Private mortgage insurance (PMI) helps families with low down payments buy homes with minimal cash out of pocket by protecting the lender from losses. Whether you are a first-time buyer, a trade-up buyer, or a down-sizing empty nester, you can benefit from PMI by putting less money down on your new home. With prices increasing quickly, waiting to save more to avoid paying MI will likely cost you much more in the long run. Get your home now with PMI.
PMI is the private sector alternative to the Federal Housing Administration (FHA) mortgage insurance, which typically costs more and does not allow for cancellation. It is different from mortgage life insurance, which pays off a mortgage if the homeowner dies or becomes disabled. It is also different from your homeowners insurance, which protects homeowners from loss due to theft, fire or other disasters. PMI protects the lender from loss, allowing them be more lenient when lending.
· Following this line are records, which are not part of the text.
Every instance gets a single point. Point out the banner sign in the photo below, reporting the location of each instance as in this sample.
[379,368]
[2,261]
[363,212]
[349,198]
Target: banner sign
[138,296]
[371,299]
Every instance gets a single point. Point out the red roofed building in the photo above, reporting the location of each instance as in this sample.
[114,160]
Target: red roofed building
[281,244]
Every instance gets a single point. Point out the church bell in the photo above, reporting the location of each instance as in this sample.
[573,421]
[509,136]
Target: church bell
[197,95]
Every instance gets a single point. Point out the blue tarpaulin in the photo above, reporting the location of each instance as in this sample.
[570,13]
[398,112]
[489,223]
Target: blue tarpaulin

Premium prices vary on PMI based on the size of the down payment, type of mortgage, amount of coverage and your credit qualifications. Premiums are collected with the monthly mortgage payment.
PMI can be cancelled! Regulations require mortgage lenders to remove PMI when certain conditions are met such as the loan being paid down to 78% LTV based on the initial purchase price. Borrowers can also request MI be removed when certain conditions are met with regard to time elapsed, equity in the home and payment history.